Nyonya Merah terkikik sambil menatap Long Yi, lalu berhenti mengomelinya dan menyuruh kudanya berlari ke depan.
Long Yi menutup tirai dan berkata kepada Nalan Ruyue: “Apakah kau puas sekarang, dasar guci cuka?”
“Siapa yang memakan cukamu? Jangan terlalu sombong, aku hanya khawatir para pejabat Kekaisaran Nalan kita akan membiarkan imajinasi mereka melayang liar, menarik masalah yang tidak perlu di masa depan.” Nalan Ruyue berbalik dan mendengus.
“Tapi menurutku, kaulah yang membiarkan imajinasimu melayang liar, tetap saja, menurut pandanganmu, tidak apa-apa selama aku berhubungan dengan Nyonya Merah secara rahasia, kan?” Long Yi tersenyum menatap Nalan Ruyue.
“Tentu saja…hmph.” Nalan Ruyue merasa sesak di hatinya dan kembali mulai bertingkah laku karena kesal.
Long Yi menyeringai dan bergerak ke sisi Nalan Ruyue, lalu menatap Nalan Ruyue tanpa berkedip, menyebabkan Nalan Ruyue tersipu hingga ke pangkal telinganya.
“Apa yang kau tatap, menjauh dariku.” Nalan Ruyue dengan cemas berkata, bagaimana mungkin orang ini begitu tidak tahu malu?
“Ruyue, kau benar-benar cantik.” Long Yi tiba-tiba terkesima.
Nalan Ruyue tiba-tiba tercengang dan senyum tipis muncul di wajahnya tetapi menghilang dengan sangat cepat, lalu dia mendengus: “Bagaimana aku bisa dibandingkan dengan Red Lady? Dia lebih menarik bagimu.”
“Red Lady memang sangat cantik, tetapi menurutku kau bahkan lebih cantik. Ketika aku pertama kali melihatmu di hutan Pegunungan Hengduan, aku terkejut dan mengira kau adalah peri surga yang turun ke dunia fana ini.” Long Yi menatap Nalan Ruyue dengan perasaan lembut dan mengucapkan kata-kata yang menjijikkan.
Ekspresi Nalan Ruyue melunak, dan matanya bersinar dengan kilau yang jernih.
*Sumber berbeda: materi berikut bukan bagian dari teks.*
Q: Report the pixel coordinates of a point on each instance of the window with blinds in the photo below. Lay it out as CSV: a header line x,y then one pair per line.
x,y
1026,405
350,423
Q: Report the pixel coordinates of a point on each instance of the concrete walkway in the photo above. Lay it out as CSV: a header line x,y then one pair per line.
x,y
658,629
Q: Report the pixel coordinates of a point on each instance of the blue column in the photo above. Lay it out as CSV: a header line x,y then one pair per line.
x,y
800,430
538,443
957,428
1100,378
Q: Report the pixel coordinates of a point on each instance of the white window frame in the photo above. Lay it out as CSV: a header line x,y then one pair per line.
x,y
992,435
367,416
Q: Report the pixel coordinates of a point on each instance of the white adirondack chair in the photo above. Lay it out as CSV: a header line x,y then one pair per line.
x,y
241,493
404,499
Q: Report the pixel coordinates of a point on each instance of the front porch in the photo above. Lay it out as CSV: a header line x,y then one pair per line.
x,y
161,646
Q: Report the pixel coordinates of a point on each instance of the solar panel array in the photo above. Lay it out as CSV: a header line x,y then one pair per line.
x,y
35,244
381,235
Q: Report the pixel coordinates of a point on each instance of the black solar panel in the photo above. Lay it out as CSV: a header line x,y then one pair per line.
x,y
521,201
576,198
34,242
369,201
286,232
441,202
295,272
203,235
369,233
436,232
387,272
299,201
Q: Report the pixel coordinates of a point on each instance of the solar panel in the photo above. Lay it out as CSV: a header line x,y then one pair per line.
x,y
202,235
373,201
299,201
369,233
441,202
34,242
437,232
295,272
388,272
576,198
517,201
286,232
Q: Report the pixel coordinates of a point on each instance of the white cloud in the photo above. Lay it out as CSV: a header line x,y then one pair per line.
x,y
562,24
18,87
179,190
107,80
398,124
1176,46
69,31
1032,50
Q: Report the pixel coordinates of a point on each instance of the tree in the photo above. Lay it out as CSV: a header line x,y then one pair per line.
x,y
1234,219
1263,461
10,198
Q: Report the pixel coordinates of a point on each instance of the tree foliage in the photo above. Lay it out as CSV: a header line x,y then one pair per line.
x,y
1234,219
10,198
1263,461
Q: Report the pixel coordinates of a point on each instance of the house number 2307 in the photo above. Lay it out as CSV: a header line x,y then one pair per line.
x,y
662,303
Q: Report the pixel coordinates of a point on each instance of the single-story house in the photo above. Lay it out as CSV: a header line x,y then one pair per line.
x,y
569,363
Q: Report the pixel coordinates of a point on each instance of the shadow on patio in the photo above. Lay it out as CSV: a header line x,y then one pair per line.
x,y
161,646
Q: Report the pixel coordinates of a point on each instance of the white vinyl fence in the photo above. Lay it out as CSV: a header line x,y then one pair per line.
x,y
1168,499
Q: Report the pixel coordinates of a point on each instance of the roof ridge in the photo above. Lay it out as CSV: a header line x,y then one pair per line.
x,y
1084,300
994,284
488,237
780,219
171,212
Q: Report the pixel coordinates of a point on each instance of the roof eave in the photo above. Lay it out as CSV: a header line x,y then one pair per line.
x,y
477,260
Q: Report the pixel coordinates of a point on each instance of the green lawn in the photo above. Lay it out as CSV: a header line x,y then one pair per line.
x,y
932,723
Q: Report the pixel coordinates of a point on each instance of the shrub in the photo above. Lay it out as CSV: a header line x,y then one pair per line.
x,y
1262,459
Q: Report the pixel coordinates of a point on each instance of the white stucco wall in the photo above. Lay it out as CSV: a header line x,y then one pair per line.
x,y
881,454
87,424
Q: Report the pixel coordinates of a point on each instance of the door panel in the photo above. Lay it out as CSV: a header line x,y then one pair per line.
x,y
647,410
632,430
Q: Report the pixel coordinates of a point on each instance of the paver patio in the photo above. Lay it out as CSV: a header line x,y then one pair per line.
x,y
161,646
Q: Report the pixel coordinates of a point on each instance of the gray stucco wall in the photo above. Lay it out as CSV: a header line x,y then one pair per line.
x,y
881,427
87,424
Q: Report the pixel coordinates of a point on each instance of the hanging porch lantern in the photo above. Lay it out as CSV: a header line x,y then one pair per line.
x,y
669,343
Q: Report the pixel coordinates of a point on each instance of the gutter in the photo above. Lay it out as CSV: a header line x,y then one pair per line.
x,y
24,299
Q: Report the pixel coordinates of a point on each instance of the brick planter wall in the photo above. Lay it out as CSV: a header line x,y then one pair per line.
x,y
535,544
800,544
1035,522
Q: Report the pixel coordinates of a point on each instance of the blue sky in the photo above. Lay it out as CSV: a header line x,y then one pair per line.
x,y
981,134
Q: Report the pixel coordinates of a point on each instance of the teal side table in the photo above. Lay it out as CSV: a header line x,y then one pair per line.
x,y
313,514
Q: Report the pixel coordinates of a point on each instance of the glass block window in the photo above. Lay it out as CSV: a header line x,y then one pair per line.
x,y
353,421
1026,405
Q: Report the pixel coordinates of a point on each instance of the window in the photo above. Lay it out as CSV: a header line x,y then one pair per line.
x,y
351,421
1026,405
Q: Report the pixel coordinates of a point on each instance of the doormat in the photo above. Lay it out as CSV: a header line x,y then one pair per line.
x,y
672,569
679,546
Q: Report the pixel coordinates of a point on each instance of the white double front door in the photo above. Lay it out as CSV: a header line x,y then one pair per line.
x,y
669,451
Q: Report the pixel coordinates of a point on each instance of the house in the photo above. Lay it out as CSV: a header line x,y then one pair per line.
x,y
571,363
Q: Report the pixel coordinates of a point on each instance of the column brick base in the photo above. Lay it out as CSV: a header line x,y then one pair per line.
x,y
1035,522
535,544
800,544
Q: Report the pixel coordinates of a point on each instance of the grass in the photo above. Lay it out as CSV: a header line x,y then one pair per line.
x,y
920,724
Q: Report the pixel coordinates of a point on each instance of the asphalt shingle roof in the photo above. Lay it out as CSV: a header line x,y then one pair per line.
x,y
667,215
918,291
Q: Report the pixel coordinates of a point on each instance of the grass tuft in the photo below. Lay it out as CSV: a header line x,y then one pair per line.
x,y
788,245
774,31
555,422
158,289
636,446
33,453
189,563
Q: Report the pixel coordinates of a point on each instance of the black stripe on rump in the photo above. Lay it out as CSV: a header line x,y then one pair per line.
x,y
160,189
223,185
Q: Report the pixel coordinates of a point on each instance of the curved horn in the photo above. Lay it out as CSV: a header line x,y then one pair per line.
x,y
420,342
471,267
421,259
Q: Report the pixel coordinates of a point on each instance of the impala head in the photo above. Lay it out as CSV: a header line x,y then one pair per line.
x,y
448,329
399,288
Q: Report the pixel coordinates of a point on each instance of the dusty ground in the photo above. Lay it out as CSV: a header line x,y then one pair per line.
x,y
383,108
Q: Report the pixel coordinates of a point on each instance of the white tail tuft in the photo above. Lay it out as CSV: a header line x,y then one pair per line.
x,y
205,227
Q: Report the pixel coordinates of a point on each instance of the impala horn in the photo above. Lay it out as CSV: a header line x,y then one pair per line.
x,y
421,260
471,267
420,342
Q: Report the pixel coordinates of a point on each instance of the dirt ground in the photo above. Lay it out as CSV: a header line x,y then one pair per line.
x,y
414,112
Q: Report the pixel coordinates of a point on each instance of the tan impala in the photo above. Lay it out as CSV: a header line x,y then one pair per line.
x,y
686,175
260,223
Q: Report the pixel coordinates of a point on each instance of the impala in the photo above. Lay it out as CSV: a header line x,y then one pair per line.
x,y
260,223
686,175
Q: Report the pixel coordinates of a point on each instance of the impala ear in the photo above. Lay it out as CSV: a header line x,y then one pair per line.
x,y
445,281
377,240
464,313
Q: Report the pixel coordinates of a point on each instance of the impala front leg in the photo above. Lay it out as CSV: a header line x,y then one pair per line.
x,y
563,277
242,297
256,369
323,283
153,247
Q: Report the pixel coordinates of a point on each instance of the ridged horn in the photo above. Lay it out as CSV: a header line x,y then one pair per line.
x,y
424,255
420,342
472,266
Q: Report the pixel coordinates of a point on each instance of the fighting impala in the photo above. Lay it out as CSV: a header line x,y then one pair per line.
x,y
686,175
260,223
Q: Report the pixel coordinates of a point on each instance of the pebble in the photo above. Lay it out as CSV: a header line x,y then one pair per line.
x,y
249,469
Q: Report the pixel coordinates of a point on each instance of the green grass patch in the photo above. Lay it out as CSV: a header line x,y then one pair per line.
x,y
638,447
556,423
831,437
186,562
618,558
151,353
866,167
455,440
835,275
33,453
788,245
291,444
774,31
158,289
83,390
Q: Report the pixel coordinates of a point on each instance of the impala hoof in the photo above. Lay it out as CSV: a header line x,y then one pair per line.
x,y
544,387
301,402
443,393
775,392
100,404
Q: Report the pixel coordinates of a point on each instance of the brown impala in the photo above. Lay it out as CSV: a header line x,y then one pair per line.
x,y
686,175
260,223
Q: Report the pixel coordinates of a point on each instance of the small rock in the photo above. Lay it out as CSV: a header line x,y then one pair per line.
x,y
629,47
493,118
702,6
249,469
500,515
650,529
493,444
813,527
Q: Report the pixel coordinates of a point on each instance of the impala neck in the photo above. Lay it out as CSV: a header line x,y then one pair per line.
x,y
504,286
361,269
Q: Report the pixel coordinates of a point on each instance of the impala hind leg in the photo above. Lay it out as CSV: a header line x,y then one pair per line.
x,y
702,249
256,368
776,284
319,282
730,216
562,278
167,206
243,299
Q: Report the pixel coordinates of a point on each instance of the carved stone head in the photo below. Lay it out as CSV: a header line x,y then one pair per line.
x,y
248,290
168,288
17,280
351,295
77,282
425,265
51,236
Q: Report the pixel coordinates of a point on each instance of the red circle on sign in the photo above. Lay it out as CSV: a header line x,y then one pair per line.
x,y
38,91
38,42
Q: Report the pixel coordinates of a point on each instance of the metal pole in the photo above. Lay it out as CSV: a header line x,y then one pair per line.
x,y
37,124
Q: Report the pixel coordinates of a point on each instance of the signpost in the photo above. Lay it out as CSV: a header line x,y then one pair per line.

Adapun Xiao Cui, dia memegang dadanya, merasakan merinding di sekujur tubuhnya.
“Menantu, jangan bicara lagi, Xiao Cui tidak tahan lagi.” Tepat ketika Long Yi diam-diam merasa senang, Xiao Cui tiba-tiba memohon sambil gemetar.
Nalan Ruyue tiba-tiba tersentak, lalu segera mendorong Long Yi menjauh, dia berkata: “Siapa yang akan percaya omong kosongmu? Lagipula, apakah aku cantik atau tidak, apa hubungannya denganmu?”
Melihat dirinya dikalahkan ketika kemenangan sudah di depan mata, Long Yi dengan enggan mengangkat bahu.
Pada saat itu, kereta yang melaju tiba-tiba berhenti, dan terdengar suara keributan dari depan.
“Ada apa?” Long Yi mengerutkan kening dan melompat keluar dari kereta, tetapi napasnya tiba-tiba terhenti ketika dia melihat tidak jauh di depan, dia melihat selusin orang telah berubah menjadi patung es yang bersinar di bawah sinar matahari.